だから叱るのではなく抱き締めた。それは義母であるビュコック夫人もそうで、そしてダグラスは、週末に大きな大きな、ヘネラリーフェよりも大きなぬいぐるみを抱えて帰ってきたのだ。
この時から彼女の故郷はハイネセンになった。友人を作り、就職(?)して、そして……
彼女の真の意味での故郷はこのオーディンである。だが、彼女はそれを受け入れてはいない。その意味をロイエンタールは噛み締めた。
ヘアピンと格闘すること数十分。身体の自由が利かないということを考慮しても十分に早いと思われる時間でロックが外れる音がした。
「補導理由は暴行だけか?」
思わず問い掛け思いっ切り後悔した。肘で脇腹を力一杯小突かれたのだ。痛みに顔をしかめながらもどこか慣れ親しんでくれたようなヘネラリーフェの態度にロイエンタールは喉の奥で笑った。
扉を細く開け辺りを伺う。見張りがいない代わりに二人の鼻孔を焦げ臭いような香りが掠めた。
「火をつけられたみたい」
「そのようだな」
声自体は落ち着き払っているものの、内心は少々焦っていた。早く脱出しなければリートベルクの目論み通りに仲良く心中状態だ。そこまで彼にサービスする気も義理も理由もない。
だが問題は互いに負傷しているということであった。 ロイエンタールは腕と足を、ヘネラリーフェは怪我自体は腕だけだが、薬物投与のせいでまともに立っていられない状態だ。

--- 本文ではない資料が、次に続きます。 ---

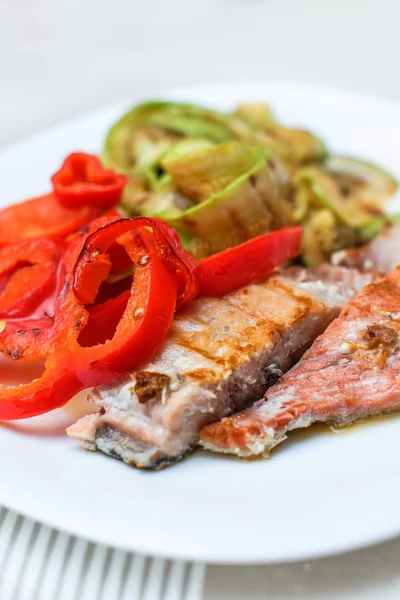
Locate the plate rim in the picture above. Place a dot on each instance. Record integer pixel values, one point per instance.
(192, 555)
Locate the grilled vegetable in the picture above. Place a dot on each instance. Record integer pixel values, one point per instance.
(136, 144)
(369, 183)
(334, 214)
(240, 195)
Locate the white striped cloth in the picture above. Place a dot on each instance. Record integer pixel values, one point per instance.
(39, 563)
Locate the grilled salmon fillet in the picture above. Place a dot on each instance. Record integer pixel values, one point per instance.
(219, 356)
(351, 371)
(382, 255)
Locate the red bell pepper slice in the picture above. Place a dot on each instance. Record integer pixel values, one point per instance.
(27, 275)
(32, 336)
(94, 264)
(70, 367)
(42, 217)
(251, 261)
(82, 181)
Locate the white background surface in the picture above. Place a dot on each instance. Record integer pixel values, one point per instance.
(58, 59)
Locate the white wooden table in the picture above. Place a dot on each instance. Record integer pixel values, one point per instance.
(59, 58)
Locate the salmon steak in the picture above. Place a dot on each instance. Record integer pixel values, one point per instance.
(352, 371)
(220, 355)
(382, 255)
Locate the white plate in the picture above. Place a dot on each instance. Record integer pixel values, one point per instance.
(319, 494)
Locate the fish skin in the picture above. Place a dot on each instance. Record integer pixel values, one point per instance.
(352, 371)
(220, 355)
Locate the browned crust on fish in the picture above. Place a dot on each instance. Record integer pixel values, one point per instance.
(350, 372)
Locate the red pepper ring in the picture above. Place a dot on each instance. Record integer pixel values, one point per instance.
(42, 217)
(32, 337)
(251, 261)
(94, 264)
(27, 275)
(82, 181)
(70, 368)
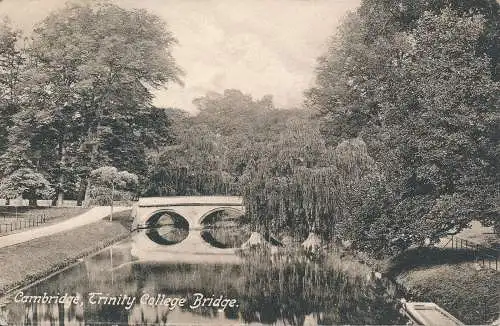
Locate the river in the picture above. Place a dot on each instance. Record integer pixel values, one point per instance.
(114, 288)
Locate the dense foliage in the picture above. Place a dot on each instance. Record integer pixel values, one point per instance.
(418, 83)
(87, 74)
(399, 147)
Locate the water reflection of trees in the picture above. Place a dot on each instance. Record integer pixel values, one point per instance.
(266, 292)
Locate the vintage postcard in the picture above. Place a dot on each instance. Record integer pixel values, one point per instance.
(249, 162)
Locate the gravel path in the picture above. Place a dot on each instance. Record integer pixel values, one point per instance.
(93, 215)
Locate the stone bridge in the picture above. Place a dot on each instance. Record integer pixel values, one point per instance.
(194, 210)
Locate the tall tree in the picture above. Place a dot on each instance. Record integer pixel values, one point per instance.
(95, 65)
(423, 94)
(11, 69)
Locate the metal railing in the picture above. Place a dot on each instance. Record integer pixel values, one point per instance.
(487, 257)
(9, 224)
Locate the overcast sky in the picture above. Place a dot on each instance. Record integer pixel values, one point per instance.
(258, 46)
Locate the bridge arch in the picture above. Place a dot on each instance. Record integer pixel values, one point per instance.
(195, 210)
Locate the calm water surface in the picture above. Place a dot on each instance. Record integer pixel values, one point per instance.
(300, 294)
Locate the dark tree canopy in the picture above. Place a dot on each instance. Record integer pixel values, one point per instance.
(417, 83)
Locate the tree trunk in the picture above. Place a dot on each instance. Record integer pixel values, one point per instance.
(60, 193)
(86, 198)
(32, 201)
(82, 189)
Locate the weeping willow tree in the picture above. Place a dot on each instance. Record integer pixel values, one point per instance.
(300, 185)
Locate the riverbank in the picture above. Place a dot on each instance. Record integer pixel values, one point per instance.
(32, 260)
(447, 277)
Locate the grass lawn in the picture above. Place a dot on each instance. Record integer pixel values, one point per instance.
(16, 219)
(37, 258)
(451, 279)
(468, 294)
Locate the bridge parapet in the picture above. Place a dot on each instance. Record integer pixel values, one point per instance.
(193, 208)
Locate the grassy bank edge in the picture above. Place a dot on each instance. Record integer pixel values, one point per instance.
(71, 260)
(58, 266)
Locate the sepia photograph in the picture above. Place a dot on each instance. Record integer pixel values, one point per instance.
(249, 162)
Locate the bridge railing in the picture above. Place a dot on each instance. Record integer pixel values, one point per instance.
(10, 224)
(487, 257)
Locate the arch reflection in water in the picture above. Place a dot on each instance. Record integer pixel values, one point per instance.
(224, 228)
(167, 228)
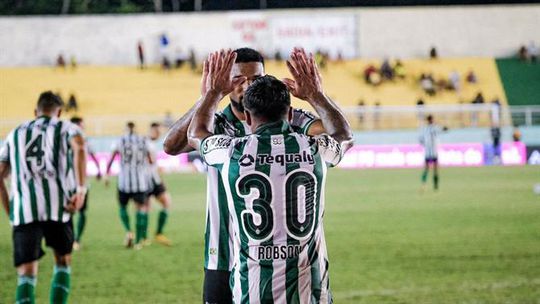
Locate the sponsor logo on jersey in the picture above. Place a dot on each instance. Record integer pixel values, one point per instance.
(278, 252)
(215, 143)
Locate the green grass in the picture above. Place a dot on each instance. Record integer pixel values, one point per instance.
(475, 241)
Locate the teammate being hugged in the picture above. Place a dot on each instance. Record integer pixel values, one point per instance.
(47, 160)
(218, 251)
(81, 224)
(157, 186)
(429, 140)
(274, 181)
(135, 158)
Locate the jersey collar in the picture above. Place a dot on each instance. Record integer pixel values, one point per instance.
(278, 127)
(238, 125)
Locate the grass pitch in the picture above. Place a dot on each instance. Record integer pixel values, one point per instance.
(477, 240)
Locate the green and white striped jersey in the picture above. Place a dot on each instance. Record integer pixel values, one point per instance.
(134, 166)
(429, 139)
(42, 174)
(218, 249)
(274, 183)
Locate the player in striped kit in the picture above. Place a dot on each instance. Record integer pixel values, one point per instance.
(135, 158)
(274, 183)
(157, 186)
(429, 140)
(81, 224)
(231, 121)
(47, 160)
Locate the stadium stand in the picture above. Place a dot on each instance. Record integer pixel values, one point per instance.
(111, 93)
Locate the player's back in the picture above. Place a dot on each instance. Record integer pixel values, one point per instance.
(134, 166)
(42, 176)
(275, 187)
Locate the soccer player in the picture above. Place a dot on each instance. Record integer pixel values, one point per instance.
(47, 160)
(134, 153)
(249, 65)
(157, 187)
(429, 140)
(274, 182)
(82, 212)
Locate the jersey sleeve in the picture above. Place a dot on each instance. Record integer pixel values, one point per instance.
(4, 151)
(329, 149)
(302, 120)
(217, 149)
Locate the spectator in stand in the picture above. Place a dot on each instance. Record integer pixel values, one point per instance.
(60, 61)
(72, 103)
(192, 60)
(522, 53)
(278, 57)
(73, 62)
(496, 111)
(433, 53)
(516, 134)
(377, 115)
(533, 52)
(478, 100)
(168, 120)
(361, 112)
(386, 70)
(140, 54)
(427, 83)
(471, 77)
(399, 69)
(454, 82)
(420, 110)
(496, 140)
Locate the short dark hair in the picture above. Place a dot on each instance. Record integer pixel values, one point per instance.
(248, 55)
(267, 98)
(49, 101)
(76, 120)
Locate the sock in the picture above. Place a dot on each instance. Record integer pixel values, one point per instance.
(145, 225)
(25, 289)
(163, 214)
(140, 231)
(424, 176)
(124, 217)
(60, 284)
(80, 226)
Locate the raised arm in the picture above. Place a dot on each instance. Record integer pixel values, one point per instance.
(219, 84)
(307, 85)
(176, 140)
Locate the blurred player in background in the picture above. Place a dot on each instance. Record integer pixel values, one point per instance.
(249, 65)
(135, 158)
(280, 250)
(81, 224)
(47, 160)
(157, 187)
(430, 141)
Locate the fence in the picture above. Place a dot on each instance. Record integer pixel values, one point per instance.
(361, 118)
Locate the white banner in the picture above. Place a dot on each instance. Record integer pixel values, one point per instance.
(333, 34)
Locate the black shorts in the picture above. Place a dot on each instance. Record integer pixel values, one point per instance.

不調で全身が悲鳴をあげていた。
「お前だけでも逃げろ」
このままでは二人で自滅だ。だがヘネラリーフェはその言葉を拒絶した。
「嫌よ」
そんなやりとりが何度か交わされた。座っているだけでも崩れ落ちてしまいそうなくらいの倦怠感に襲われているというのに、この上ひとりで立って逃げろなど無茶の極みだ。
「立って」
唐突にヘネラリーフェが言った。
どんな人間であれ彼女が、怪我人を、しかも一応は自分を助けるためにここに来たという男を置き去りにしていける筈がなかった。
ヘネラリーフェがもう一度スカートを破いた包帯でロイエンタールの傷口を強く縛る。二重の止血帯がロイエンタールの出血を少しでも押さえてくれればと思ったのだ。
立ち上がったロイエンタールの左側に立つと彼の背中に腕を回し自分の躰に寄りかからせて支える。
自白剤のお陰で全身の感覚が麻痺して些か動きにくいものの、痛みは感じられない。それをいいことにロイエンタールを支えたまま足を踏み出そうとしたが、さすがにロイエンタールの重みに耐えかねヘネラリーフェの華奢な躰がグラリと揺れた。
「無茶だ。お前に俺を支えられる筈がなかろう? そもそもお前は俺のことが嫌いなんだろう? だったら俺のことなど放っておけばいいだろうが!?」
ロイエンタールがヘネラリーフェから離れようとした。
「う、五月蠅い!! あんたの為なんかじゃないわ。私は正義の味方なんかじゃない……自分がこうしたいからするの!! ゴチャゴチャ言うなら少しは負担を軽減できるように協力しなさいよ!!」
一喝される。結局ロイエンタールはヘネラリーフェに逆らうべき言葉をみつけられなかった。そうこうするうちに辺りに煙が充満し始め一刻の猶予もないことを思い知らされる。
「壁伝いに行け。そうすれば俺も自分の身体を支えられる」
ヘネラリーフェは頷くと足を引きずるようにして地下室を出、そして壁伝いに歩き出した。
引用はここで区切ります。